Each chapter is a free-standing tale, not dependent on the others for clarity. Each one is a year after the previous story. We can watch, through these momentary glimpses into the lives of the principals and their friends and acquaintances, the growth and decay of the people and their places. The Levee District crumbles and some of our favorite people fade away, but through it all there is the hope that Casey and Sonny and Scout and Miss Pauline will all find some way out of the mess their world has become.

The opening story, entitled “End of an Era” sets the mood for what follows. Then, among the highlight tales in this compilation there are the story of “Lady Verushka’s Lover”, the legend of “Tinkerbelle’s Shiner” and the honest horrors of “Levee Murder, Halloween” in 1975. Each of these particular pieces present moments that are unforgettable, beautifully written and lovingly presented. Miller, who it seems must have known these people or their prototypes, gets under the skin of her characters and makes them real, more so in these four stories than in some of the others.

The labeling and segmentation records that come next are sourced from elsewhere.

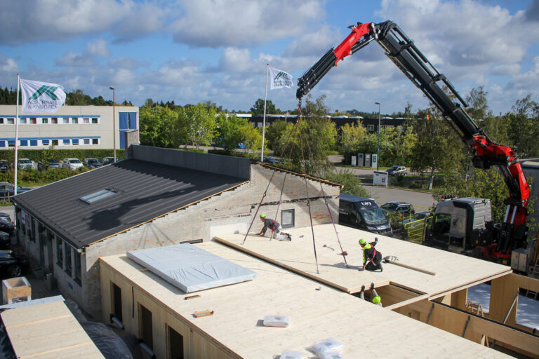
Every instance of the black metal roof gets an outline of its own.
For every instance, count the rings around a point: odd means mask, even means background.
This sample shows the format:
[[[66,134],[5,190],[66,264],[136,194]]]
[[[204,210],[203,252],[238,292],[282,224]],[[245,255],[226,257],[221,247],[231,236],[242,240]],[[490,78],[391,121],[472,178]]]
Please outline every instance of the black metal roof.
[[[20,194],[13,201],[81,248],[245,182],[130,159]],[[79,200],[105,189],[117,193],[90,204]]]

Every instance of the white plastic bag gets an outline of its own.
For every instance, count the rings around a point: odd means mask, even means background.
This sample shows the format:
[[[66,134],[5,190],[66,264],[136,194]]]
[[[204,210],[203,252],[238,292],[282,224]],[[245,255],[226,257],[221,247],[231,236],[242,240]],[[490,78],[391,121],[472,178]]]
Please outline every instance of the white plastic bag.
[[[342,344],[333,339],[328,338],[313,345],[309,350],[320,356],[320,354],[326,351],[337,351],[342,348]]]
[[[297,351],[284,351],[279,359],[301,359],[303,354]]]
[[[324,351],[318,355],[320,359],[345,359],[345,357],[340,355],[338,351]]]
[[[286,327],[290,325],[290,318],[288,316],[265,316],[264,325],[266,327]]]

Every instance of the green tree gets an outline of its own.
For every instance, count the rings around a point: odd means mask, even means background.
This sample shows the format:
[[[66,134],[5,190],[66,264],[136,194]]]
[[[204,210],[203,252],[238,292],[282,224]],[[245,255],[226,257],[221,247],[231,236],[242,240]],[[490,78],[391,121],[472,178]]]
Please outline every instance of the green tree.
[[[280,114],[281,110],[277,109],[275,105],[273,104],[271,100],[266,101],[266,114]],[[264,114],[264,100],[259,98],[255,102],[254,106],[251,108],[251,114],[252,115],[263,115]]]
[[[422,116],[422,115],[425,116]],[[431,107],[425,113],[420,112],[413,126],[417,136],[411,167],[419,172],[427,172],[430,176],[428,188],[432,189],[437,172],[450,174],[458,170],[465,156],[464,147],[458,136],[442,117]]]
[[[220,114],[218,116],[218,142],[225,151],[232,153],[238,147],[238,144],[244,142],[244,126],[246,123],[246,118],[236,115]]]
[[[322,175],[333,168],[328,154],[334,147],[337,135],[335,123],[325,116],[328,109],[324,98],[322,95],[313,102],[310,96],[307,97],[303,118],[293,128],[289,143],[285,144],[287,148],[292,146],[292,167],[315,175]]]
[[[211,144],[215,134],[216,112],[215,108],[206,108],[204,104],[185,107],[179,111],[180,128],[185,128],[188,143],[196,149]]]
[[[171,137],[181,135],[170,127],[178,117],[178,113],[170,109],[161,106],[142,106],[138,116],[142,144],[168,147],[172,144]]]

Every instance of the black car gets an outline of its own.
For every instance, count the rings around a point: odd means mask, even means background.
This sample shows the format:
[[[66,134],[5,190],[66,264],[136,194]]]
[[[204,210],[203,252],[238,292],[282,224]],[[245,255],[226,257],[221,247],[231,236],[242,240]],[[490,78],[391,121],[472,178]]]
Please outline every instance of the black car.
[[[37,163],[37,169],[40,171],[48,168],[60,168],[62,165],[55,158],[47,158]]]
[[[15,226],[9,216],[0,217],[0,232],[6,232],[8,236],[15,234]]]
[[[409,217],[415,213],[415,210],[410,203],[404,202],[387,202],[380,206],[382,210],[388,213],[397,213],[402,216]]]
[[[88,168],[97,168],[102,167],[103,164],[98,158],[84,158],[82,163]]]
[[[27,266],[28,257],[24,253],[0,250],[0,271],[2,278],[20,277]]]
[[[17,194],[22,194],[32,189],[32,187],[17,186]],[[8,198],[15,194],[15,186],[8,182],[0,182],[0,198]]]
[[[266,163],[275,164],[275,163],[279,163],[279,160],[273,157],[268,156],[268,157],[264,157],[264,162]]]

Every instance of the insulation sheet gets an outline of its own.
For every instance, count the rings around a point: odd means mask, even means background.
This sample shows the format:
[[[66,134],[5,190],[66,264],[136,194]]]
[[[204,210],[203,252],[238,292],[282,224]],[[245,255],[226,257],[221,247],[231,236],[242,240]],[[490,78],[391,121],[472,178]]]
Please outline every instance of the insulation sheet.
[[[255,272],[189,243],[132,250],[127,257],[186,293],[256,278]]]

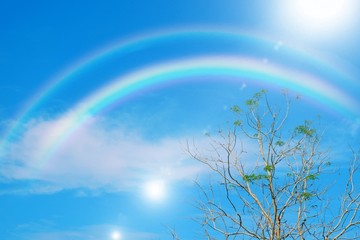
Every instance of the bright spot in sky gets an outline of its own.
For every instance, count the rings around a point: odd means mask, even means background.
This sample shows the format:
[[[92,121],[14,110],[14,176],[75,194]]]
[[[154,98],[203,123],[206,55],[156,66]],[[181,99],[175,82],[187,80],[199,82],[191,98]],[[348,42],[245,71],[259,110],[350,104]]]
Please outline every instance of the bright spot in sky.
[[[163,180],[149,181],[145,184],[145,195],[153,201],[162,200],[165,197],[165,182]]]
[[[338,37],[355,22],[359,0],[282,0],[280,22],[307,37]]]
[[[111,233],[111,239],[112,240],[120,240],[121,239],[121,234],[118,231],[114,231]]]

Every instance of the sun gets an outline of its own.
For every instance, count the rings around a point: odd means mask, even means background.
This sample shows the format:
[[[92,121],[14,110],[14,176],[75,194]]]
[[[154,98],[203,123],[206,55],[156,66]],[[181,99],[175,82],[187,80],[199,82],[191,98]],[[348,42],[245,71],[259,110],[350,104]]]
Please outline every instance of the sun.
[[[152,201],[160,201],[165,198],[165,182],[163,180],[152,180],[145,183],[145,196]]]
[[[281,0],[278,24],[306,37],[345,33],[355,22],[359,0]]]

Having lived through this era, albeit in New York City where things were a bit different, every aspect of it rings true. Miller has captured the era and its people, its language and its closeted attitudes perfectly. Although mainly concerned with the lives of a group of Lesbians and their drag-queen friends, the concepts, morals and ideals of this group are easily extended in the opposite direction. There is an honest resonance of the lives of gay men in the same period. I know. I remember.

“Tales From the Levee” by Martha Miller is an excellent choice for the older gay reader who may well relive some of his or her own experiences as well as for the younger readers who will discover for themselves what made their mentors into the people they are today. It’s a must-have kind of book.


Southern Tier Editions, Harrington Park Press, New York, London, Oxford. 2005. 168 pages. $16.95 (paperback)


J. Peter Bergman is a journalist and playwright, living in Berkshire County, MA.